Clinical Epidemiology Program, Ottawa Hospital Research Institute, Ottawa, ON, Canada.
School of Epidemiology and Public Health, University of Ottawa, Ottawa, ON, Canada.
Int J Epidemiol. 2023 Oct 5;52(5):1634-1647. doi: 10.1093/ije/dyad062.
It is well-known that designing a cluster randomized trial (CRT) requires an advance estimate of the intra-cluster correlation coefficient (ICC).
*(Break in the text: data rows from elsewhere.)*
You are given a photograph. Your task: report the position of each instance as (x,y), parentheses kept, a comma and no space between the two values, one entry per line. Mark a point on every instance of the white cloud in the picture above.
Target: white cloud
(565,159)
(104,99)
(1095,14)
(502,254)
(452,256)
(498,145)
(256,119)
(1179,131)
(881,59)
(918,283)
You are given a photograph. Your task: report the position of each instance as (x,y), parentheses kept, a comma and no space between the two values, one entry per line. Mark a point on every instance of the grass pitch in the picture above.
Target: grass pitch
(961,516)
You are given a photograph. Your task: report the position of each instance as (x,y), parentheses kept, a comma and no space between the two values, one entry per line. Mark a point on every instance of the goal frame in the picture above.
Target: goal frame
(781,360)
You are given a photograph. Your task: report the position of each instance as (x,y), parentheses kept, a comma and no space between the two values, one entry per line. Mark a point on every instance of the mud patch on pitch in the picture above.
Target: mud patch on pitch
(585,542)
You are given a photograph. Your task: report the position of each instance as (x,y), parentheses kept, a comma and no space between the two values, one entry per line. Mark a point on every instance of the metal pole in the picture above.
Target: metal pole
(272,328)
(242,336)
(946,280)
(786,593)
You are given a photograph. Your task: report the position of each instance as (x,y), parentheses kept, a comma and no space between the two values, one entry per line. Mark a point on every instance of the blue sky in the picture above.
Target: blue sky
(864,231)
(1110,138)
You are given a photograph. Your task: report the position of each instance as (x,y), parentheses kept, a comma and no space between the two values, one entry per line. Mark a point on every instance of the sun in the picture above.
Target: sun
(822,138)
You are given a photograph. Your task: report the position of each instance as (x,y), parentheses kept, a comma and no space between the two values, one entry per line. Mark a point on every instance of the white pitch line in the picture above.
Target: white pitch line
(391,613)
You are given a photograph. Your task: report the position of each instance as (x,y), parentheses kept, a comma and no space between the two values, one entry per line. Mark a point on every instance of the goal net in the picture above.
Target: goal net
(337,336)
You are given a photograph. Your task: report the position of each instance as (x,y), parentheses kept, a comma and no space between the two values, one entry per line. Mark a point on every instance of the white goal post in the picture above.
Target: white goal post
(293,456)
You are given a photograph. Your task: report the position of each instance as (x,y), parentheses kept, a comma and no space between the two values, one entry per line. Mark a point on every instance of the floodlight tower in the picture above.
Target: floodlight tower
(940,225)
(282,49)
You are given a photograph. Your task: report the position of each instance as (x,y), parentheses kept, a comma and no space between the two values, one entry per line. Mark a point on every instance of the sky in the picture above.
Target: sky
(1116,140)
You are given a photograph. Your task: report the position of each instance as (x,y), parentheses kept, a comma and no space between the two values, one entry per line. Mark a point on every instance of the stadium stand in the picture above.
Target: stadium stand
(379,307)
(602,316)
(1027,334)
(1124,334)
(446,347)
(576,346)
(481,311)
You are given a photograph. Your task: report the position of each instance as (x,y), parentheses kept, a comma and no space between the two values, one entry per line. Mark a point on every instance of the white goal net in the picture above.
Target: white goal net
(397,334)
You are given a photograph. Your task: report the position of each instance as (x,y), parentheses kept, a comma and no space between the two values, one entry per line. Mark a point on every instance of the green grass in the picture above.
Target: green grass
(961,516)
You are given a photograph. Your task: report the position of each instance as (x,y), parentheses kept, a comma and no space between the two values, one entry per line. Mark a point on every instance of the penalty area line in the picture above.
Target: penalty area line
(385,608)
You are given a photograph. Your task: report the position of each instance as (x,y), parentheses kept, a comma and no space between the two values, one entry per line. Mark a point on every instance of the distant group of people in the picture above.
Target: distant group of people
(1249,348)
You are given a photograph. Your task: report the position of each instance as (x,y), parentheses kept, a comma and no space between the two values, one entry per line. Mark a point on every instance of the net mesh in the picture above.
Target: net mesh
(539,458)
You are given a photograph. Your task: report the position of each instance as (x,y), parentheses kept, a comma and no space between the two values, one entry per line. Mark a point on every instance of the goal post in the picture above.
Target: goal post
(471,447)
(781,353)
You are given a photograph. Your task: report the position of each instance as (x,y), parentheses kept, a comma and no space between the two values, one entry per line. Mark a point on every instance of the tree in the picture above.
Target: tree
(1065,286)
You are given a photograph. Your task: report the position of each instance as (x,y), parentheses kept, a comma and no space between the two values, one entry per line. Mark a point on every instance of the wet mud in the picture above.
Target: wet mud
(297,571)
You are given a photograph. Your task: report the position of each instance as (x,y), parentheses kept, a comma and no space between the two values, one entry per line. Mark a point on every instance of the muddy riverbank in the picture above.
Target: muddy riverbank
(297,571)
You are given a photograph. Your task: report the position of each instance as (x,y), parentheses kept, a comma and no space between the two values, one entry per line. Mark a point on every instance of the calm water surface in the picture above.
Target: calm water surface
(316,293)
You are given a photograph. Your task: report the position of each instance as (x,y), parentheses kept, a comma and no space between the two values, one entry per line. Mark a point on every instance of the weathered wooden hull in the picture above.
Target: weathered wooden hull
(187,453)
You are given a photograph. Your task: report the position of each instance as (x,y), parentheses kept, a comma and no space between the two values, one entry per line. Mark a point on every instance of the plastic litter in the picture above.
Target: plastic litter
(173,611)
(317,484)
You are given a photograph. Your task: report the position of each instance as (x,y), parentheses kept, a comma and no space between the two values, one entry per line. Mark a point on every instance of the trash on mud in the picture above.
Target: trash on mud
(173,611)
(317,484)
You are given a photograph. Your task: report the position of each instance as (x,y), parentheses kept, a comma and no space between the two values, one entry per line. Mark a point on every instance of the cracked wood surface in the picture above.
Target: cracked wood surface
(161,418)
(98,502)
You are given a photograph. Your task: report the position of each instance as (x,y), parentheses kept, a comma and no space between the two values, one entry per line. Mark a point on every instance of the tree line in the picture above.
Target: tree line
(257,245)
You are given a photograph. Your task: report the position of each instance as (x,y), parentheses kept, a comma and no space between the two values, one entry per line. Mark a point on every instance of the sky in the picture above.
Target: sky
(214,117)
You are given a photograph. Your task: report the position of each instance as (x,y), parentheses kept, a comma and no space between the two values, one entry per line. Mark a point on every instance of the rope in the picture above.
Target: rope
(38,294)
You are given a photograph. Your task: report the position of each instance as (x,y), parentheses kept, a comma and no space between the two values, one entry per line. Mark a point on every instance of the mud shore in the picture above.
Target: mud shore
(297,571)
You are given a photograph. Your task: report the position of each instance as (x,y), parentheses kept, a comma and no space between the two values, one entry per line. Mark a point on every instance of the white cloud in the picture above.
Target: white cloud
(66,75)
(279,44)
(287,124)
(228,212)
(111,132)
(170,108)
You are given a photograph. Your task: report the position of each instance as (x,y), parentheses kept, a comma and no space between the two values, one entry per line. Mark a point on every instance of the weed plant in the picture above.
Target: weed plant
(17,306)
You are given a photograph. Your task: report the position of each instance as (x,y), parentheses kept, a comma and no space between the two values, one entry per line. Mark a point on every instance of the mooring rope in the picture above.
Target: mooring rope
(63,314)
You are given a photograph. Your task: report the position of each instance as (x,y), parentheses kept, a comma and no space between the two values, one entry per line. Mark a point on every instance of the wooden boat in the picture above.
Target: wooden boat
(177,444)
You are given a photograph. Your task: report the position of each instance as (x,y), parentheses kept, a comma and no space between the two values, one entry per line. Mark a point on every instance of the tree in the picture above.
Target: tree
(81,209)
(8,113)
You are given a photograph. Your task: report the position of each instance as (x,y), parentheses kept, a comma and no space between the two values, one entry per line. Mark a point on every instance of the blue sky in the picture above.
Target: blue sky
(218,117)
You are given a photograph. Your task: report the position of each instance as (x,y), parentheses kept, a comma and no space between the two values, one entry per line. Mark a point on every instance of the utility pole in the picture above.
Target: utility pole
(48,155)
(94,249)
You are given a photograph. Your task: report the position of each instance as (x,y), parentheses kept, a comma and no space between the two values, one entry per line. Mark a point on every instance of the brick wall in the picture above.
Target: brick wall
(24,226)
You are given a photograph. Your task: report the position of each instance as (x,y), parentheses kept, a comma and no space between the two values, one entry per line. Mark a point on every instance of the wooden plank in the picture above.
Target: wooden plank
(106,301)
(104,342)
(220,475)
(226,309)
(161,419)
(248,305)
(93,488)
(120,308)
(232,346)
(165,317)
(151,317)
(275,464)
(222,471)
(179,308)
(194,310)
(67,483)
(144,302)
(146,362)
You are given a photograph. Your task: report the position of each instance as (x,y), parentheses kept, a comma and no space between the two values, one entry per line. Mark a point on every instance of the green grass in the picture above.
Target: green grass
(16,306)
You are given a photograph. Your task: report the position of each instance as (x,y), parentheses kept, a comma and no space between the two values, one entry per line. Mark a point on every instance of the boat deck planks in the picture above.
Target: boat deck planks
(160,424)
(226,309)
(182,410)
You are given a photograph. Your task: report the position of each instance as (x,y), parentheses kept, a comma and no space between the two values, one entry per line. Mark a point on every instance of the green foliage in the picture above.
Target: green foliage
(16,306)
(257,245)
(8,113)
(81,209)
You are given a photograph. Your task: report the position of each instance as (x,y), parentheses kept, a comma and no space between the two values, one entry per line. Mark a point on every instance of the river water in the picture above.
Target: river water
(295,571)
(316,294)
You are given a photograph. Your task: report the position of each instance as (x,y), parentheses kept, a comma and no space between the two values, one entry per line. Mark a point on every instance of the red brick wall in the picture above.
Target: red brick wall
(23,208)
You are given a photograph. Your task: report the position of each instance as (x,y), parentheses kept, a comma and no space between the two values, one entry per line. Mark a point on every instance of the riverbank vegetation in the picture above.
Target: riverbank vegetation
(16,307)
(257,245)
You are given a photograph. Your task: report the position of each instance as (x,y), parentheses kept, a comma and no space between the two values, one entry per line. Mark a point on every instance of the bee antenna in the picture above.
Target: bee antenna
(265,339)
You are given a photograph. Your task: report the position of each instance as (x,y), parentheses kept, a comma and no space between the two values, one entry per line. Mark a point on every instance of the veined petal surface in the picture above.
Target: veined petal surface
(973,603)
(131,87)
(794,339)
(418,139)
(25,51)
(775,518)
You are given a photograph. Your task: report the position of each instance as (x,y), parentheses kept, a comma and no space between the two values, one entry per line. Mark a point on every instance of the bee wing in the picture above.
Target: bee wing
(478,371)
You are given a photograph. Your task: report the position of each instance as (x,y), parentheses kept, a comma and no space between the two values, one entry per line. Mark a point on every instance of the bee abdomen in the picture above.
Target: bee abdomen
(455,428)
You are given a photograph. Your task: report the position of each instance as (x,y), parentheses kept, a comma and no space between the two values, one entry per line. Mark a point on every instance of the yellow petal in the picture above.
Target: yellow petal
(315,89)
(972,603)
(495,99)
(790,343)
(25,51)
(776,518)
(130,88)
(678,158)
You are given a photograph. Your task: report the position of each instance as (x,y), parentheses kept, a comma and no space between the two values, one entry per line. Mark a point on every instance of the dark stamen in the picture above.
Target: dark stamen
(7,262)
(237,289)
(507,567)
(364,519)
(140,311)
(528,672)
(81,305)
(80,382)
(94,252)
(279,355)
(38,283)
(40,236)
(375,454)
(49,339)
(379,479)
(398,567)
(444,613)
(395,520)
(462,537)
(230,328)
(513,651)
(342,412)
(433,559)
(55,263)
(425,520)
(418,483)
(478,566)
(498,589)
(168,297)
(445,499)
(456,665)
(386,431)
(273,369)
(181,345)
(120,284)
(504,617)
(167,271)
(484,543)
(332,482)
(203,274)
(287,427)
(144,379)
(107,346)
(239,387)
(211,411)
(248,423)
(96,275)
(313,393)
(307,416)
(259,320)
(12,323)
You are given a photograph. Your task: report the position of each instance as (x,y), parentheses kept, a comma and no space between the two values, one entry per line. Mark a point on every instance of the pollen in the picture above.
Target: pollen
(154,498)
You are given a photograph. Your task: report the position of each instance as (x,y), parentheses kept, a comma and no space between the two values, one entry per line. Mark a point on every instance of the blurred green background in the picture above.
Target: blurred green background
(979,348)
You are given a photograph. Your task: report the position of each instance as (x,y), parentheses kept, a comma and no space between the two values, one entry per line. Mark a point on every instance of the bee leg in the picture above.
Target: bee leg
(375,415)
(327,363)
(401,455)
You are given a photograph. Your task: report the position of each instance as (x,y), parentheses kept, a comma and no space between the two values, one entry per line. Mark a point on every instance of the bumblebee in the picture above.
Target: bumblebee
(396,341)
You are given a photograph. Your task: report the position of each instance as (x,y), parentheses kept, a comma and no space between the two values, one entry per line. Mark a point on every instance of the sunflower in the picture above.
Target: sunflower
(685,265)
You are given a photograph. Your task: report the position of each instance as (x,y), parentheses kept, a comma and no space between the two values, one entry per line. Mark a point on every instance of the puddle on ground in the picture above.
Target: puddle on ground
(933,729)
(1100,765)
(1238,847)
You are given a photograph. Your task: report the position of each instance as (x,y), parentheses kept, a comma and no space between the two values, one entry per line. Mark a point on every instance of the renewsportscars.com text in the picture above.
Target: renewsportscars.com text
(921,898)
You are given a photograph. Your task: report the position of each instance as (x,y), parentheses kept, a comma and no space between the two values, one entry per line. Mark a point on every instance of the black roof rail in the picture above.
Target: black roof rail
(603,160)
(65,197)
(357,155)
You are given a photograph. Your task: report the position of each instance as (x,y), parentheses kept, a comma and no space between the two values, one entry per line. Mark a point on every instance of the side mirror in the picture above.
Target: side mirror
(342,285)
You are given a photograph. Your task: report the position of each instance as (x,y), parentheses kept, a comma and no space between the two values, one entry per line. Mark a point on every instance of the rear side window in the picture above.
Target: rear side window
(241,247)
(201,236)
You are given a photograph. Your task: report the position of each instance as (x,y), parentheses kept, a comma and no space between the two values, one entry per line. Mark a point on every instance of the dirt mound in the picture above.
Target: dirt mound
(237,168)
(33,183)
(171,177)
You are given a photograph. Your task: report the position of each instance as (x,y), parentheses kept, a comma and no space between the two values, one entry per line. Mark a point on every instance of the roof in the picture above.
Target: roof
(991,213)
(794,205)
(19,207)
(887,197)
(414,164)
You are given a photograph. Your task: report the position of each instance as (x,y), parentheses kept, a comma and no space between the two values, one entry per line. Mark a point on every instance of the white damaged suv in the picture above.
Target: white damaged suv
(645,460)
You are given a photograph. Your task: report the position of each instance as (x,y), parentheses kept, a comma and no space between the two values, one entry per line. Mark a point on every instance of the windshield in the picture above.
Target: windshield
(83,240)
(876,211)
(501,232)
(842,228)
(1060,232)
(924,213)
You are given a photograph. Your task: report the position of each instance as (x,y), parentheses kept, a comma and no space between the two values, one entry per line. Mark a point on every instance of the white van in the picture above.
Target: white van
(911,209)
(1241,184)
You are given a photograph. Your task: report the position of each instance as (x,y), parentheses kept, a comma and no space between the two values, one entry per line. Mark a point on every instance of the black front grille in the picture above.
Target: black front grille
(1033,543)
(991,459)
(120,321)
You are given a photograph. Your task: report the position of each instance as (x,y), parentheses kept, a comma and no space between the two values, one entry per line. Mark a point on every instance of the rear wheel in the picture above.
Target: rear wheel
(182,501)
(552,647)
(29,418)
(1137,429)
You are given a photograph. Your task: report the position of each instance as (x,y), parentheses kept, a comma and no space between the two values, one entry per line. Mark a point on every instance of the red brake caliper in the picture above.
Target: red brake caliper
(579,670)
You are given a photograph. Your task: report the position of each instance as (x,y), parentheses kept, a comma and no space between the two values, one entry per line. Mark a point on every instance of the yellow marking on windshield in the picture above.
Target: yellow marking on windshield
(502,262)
In the case of longitudinal CRTs, where outcomes are assessed repeatedly in each cluster over time, estimates for more complex correlation structures are required. Three common types of correlation structures for longitudinal CRTs are exchangeable, nested/block exchangeable and exponential decay correlations-the latter two allow the strength of the correlation to weaken over time. Determining sample sizes under these latter two structures requires advance specification of the within-period ICC and cluster autocorrelation coefficient as well as the intra-individual autocorrelation coefficient in the case of a cohort design. How to estimate these coefficients is a common challenge for investigators. When appropriate estimates from previously published longitudinal CRTs are not available, one possibility is to re-analyse data from an available trial dataset or to access observational data to estimate these parameters in advance of a trial. In this tutorial, we demonstrate how to estimate correlation parameters under these correlation structures for continuous and binary outcomes. We first introduce the correlation structures and their underlying model assumptions under a mixed-effects regression framework. With practical advice for implementation, we then demonstrate how the correlation parameters can be estimated using examples and we provide programming code in R, SAS, and Stata. An Rshiny app is available that allows investigators to upload an existing dataset and obtain the estimated correlation parameters. We conclude by identifying some gaps in the literature.
众所周知,设计集群随机试验(CRT)需要预先估计簇内相关系数(ICC)。在纵向 CRT 中,随着时间的推移,每个簇中的结果会反复评估,因此需要更复杂的相关结构的估计值。纵向 CRT 的三种常见相关结构类型是可交换、嵌套/块可交换和指数衰减相关——后两种允许相关性随时间减弱。在后两种结构下确定样本量需要预先指定每个时期的 ICC 和簇自相关系数,以及队列设计的个体内自相关系数。如何估计这些系数是调查人员的常见挑战。当没有来自先前发表的纵向 CRT 的适当估计值时,一种可能性是重新分析可用试验数据集的数据,或者访问观察数据,以便在试验前预先估计这些参数。在本教程中,我们展示了如何针对连续和二项结局估计这些相关结构下的相关参数。我们首先在混合效应回归框架下介绍了这些相关结构及其底层模型假设。然后,我们提供了实用的实施建议,通过示例演示了如何估计相关参数,并提供了 R、SAS 和 Stata 中的编程代码。我们还提供了一个 Rshiny 应用程序,允许调查人员上传现有数据集并获得估计的相关参数。最后,我们确定了文献中的一些空白。